À chaque étape de sa formation, le programme d’apprentissage de renforcement sélectionne différents tests pour la puce potentiellement défectueuse. Chaque erreur qu’il détecte est traitée comme une récompense, et au fil du temps, l’agent apprend à sélectionner les tests maximiser les chances de détecter les erreurs. Après environ 500 cycles de test, l’algorithme a appris quel ensemble de tests Eigen a optimisé le taux de détection d’erreur pour la région FMA.
Shamsa dit que cette technique est cinq fois plus susceptible de détecter un défaut que les tests propres randomisés. Les tests propres sont open sourcepartie du OpenDCDIAG pour les centres de données. Les autres utilisateurs devraient donc être en mesure d’utiliser l’apprentissage du renforcement pour modifier ces tests pour leurs propres systèmes, dit-il.

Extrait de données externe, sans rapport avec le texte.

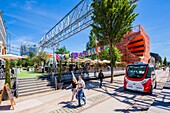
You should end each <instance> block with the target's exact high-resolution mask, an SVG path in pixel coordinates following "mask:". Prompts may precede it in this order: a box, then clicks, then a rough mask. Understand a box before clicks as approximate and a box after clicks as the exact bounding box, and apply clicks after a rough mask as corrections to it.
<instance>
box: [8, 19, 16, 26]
mask: <svg viewBox="0 0 170 113" xmlns="http://www.w3.org/2000/svg"><path fill="white" fill-rule="evenodd" d="M15 23H16V20H11V21H7V22H6V24H9V25H11V24H15Z"/></svg>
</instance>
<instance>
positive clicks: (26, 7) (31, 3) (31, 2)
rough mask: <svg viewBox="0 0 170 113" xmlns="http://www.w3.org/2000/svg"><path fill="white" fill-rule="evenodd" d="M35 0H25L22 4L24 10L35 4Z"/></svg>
mask: <svg viewBox="0 0 170 113" xmlns="http://www.w3.org/2000/svg"><path fill="white" fill-rule="evenodd" d="M36 3H37V2H36V1H34V0H26V1H25V4H24V5H23V6H24V7H25V9H26V10H31V9H32V7H33V5H34V4H36Z"/></svg>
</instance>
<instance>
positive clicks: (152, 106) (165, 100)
mask: <svg viewBox="0 0 170 113" xmlns="http://www.w3.org/2000/svg"><path fill="white" fill-rule="evenodd" d="M169 112H170V74H169V77H168V79H167V82H166V84H165V86H164V88H163V90H162V92H161V94H160V95H159V96H158V98H157V99H156V100H155V101H154V103H153V104H152V106H151V107H150V108H149V110H148V112H147V113H169Z"/></svg>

Dans une certaine mesure, les défauts silencieux et subtils sont une partie inévitable du processus de fabrication – une perfection et une uniformité susceptibles de rester hors de portée. Mais Shamsa dit que Intel essaie d’utiliser cette recherche pour apprendre à trouver les précurseurs qui conduisent à des erreurs de données silencieuses plus rapidement. Il enquête sur s’il existe des drapeaux rouges qui pourraient fournir un avertissement précoce des erreurs futures, et s’il est possible de changer de recettes ou de conceptions de puces pour les gérer.